Scientists have discovered an exoplanet with 5400 winds and a surface temperature of 1200 °C about 63 light years from Earth. A team from the University of Warwick in England says the exoplanet, called HD 189733b, is the first to have its weather system directly measured and mapped.
Exoplanets, also known as extrasolar planets, are planets outside our Solar System that orbit their own star.
Wind blows on the surface of HD 189733b at seven times the speed of sound, or twenty times anything that has been recorded on Earth, said Tom Louden and Peter J. Wheatley, who both work at the University of Warwick’s Astrophysics Group.
HD 189733b has ultra-fast winds, a roasting-hot surface, and a bright blue day side. (Image: University of Warwick)
Mr. Louden, a PhD student, said regarding the discovery and winds travelling at 2km per second:
“This is the first ever weather map from outside of our solar system. Whilst we have previously known of wind on exoplanets, we have never before been able to directly measure and map a weather system.”
The astrophysicists measured the wind speeds on both sides of HD 189733b. They detected a 5400 mph (8690 kph) wind travelling from its day to night side.
Mr. Louden said:
“HD 189733b’s velocity was measured using high resolution spectroscopy of the Sodium absorption featured in its atmosphere. As parts of HD 189733b’s atmosphere move towards or away from the Earth the Doppler effect changes the wavelength of this feature, which allows the velocity to be measured.”
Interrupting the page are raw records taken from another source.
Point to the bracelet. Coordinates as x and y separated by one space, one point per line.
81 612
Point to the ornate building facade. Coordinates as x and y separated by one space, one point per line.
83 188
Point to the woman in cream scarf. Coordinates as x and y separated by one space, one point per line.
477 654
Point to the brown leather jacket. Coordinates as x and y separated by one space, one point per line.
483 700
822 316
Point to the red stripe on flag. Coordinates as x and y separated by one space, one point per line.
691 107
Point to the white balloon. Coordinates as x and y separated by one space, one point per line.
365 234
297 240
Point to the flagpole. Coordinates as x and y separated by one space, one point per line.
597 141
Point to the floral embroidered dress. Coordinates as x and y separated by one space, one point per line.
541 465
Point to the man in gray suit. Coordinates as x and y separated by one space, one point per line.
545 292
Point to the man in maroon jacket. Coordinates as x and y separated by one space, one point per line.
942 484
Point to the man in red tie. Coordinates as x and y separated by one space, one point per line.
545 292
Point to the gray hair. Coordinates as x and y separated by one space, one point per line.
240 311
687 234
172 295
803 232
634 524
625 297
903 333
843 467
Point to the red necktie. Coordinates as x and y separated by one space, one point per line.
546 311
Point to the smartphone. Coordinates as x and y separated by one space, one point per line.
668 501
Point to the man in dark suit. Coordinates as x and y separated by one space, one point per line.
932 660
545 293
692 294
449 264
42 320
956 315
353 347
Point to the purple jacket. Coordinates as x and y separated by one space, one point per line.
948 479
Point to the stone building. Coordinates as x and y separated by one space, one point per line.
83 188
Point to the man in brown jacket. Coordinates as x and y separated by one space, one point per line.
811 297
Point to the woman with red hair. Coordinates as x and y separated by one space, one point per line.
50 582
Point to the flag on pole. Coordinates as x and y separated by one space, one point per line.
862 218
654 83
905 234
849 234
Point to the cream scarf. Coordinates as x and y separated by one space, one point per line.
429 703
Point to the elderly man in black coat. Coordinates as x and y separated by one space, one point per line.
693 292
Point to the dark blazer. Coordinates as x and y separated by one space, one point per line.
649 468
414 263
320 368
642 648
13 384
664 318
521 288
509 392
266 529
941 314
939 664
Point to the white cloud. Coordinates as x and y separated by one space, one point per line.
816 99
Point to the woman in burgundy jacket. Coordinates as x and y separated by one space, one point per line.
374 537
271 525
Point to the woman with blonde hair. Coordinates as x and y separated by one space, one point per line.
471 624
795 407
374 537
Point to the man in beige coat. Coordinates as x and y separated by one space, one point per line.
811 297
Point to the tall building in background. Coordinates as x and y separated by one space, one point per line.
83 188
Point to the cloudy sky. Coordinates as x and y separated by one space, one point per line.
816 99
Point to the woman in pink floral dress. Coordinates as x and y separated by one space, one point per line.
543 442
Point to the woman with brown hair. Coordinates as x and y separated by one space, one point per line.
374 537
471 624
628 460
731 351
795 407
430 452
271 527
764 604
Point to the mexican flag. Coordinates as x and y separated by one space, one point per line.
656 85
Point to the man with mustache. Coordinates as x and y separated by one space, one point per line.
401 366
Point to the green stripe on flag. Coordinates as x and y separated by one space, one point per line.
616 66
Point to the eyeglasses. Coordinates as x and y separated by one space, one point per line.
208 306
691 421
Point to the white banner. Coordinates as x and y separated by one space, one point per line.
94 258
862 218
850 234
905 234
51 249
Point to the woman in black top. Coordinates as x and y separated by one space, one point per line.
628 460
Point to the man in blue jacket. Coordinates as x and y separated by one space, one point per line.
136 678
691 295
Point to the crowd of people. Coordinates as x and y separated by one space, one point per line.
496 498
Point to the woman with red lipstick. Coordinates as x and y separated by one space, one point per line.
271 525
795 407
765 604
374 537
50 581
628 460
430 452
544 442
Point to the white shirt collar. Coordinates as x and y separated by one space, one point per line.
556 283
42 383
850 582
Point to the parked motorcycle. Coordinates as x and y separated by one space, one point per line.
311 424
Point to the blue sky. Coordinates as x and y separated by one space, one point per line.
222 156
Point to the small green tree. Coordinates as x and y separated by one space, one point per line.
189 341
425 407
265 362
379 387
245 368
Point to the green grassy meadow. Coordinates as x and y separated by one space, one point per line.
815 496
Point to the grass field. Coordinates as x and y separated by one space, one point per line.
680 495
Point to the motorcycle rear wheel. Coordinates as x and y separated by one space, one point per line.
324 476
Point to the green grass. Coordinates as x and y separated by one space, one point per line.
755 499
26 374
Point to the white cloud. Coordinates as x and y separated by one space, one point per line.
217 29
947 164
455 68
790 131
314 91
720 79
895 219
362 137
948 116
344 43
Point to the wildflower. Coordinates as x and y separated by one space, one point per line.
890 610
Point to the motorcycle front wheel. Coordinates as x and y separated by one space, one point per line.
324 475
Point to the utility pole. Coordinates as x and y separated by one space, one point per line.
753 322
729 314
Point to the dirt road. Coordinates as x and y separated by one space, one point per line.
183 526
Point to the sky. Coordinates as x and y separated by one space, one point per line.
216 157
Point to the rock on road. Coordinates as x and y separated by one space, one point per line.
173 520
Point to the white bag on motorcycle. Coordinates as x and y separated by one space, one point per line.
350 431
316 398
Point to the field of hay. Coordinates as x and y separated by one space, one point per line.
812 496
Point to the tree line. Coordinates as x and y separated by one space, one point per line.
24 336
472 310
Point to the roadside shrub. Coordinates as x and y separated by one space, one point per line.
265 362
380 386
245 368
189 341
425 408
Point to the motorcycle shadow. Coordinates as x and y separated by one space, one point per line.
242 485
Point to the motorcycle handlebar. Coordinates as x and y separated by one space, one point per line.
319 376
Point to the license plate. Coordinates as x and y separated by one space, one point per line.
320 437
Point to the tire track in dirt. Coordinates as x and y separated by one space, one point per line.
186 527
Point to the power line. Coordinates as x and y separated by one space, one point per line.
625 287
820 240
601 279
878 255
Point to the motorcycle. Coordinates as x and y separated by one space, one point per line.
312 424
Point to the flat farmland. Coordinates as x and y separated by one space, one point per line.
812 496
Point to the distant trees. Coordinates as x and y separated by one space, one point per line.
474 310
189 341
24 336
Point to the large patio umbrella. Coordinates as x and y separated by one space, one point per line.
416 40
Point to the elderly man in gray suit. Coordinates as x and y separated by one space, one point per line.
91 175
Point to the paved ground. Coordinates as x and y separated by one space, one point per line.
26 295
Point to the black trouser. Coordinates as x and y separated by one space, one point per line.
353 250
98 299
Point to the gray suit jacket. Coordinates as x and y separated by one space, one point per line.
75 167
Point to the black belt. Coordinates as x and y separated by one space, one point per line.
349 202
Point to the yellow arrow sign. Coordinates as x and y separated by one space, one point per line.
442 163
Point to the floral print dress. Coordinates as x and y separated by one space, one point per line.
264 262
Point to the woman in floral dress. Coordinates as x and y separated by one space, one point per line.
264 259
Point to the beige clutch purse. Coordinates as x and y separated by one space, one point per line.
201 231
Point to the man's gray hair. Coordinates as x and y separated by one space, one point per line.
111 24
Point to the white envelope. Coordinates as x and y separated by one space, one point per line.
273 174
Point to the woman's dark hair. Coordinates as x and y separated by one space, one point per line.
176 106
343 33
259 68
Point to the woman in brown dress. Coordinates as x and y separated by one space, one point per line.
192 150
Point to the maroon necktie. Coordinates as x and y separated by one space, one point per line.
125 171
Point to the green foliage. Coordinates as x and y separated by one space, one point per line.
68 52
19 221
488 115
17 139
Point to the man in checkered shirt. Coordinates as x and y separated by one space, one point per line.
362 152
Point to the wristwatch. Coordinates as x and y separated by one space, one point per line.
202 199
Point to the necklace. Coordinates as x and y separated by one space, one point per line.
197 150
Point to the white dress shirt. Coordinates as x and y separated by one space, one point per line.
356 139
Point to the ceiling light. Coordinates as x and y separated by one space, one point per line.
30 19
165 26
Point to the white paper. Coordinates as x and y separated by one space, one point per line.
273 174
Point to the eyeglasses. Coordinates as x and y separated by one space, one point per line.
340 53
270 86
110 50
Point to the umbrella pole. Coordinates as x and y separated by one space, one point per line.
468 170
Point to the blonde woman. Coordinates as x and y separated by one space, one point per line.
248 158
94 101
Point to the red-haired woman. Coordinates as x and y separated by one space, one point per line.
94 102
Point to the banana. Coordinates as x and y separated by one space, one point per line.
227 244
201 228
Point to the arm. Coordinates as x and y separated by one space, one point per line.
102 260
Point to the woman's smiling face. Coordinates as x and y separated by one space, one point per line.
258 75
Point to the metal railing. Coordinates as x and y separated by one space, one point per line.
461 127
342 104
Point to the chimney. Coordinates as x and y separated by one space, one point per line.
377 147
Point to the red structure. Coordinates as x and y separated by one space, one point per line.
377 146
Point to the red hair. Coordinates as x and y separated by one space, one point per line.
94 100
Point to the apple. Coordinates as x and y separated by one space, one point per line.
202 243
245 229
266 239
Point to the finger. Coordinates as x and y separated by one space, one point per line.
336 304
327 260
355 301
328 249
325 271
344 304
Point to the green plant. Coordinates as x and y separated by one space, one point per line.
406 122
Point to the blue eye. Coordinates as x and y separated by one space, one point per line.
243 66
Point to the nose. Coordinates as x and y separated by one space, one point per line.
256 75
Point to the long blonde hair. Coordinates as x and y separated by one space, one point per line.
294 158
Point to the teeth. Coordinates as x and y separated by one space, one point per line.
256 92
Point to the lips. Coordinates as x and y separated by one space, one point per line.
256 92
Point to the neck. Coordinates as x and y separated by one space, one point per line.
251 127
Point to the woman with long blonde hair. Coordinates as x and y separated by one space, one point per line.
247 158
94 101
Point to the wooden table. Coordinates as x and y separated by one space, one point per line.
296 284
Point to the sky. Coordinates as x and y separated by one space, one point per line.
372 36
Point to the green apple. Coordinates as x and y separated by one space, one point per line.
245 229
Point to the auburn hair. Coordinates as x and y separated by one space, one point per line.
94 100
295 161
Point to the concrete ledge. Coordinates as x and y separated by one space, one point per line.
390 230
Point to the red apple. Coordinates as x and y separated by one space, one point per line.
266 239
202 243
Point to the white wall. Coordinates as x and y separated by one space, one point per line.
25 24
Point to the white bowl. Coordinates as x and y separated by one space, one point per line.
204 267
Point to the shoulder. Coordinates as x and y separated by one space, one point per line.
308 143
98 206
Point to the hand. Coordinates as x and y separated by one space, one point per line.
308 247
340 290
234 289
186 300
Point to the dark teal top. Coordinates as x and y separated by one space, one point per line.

Measuring the exoplanet’s wind speed
The surface of the star is brighter at its centre than it is on its edges. As the exoplanet moves in front of it, the amount of light blocked by varying parts of its atmosphere changes.
The researchers used this data for the first time to measure the speeds on opposite sides of HD 189733b independently, from which they got their velocity map.
As the exoplanet moved in front of its star, the scientists were able to directly measure and map its weather system. (Image: University of Warwick)
Dr. Wheatley believes their technique could help scientists who are studying Earth-like planets in their search for extraterrestrial life forms.
Dr. Wheatley said regarding the technique to map weather systems in faraway planets:
“We are tremendously excited to have found a way to map weather systems on distant planets. As we develop the technique further we will be able to study wind flows in increasing detail and make weather maps of smaller planets.”
“Ultimately this technique will allow us to image the weather systems on Earth-like planets.”
Studying ‘Hot Jupiters’
‘Hot Jupiters’, also known as ‘Roaster Planets’, are a class of exoplanets whose features are similar to those of Jupiter, but have very high surface temperatures and orbit super-close to their stars. These types of exoplanets are very popular targets for scientific study.
HD 189733b is a ‘Hot Jupiter’ – it is slightly more than 10% bigger than Jupiter, but 180 nearer its star than Jupiter is to the Sun, and it has a surface temperature of about 1200 °C.
HD 189733b’s size and proximity (astronomically speaking) to our Solar System make it a very popular target for astrophysicists and astronomers to study.
According to prior studies, HD 189733b’s day side would be a light shade of blue to the human eye. The colour is probably due to silicate particles forming clouds high up in its atmosphere.
The researchers used data from the High Accuracy Radial Velocity Planet Searcher (HARPS). (Image: ESO)
Mr. Louden and Dr. Wheatley collected and analyzed data from the High Accuracy Radial Velocity Planet Searcher (HARPS), a high-precision echelle spectrograph the ESO (European Southern Observatory) installed in 2002 at La Silla Observatory in Chile. During its active lifetime, HARPS has discovered more than 130 exoplanets.
Reference: “Spatially resolved eastward winds and rotation of HD189733b,” Peter J. Wheatley and Tom Louden. Cornell University Library. Submitted on Nov 11, 2015. arXiv:1511.03689 [astro-ph.EP].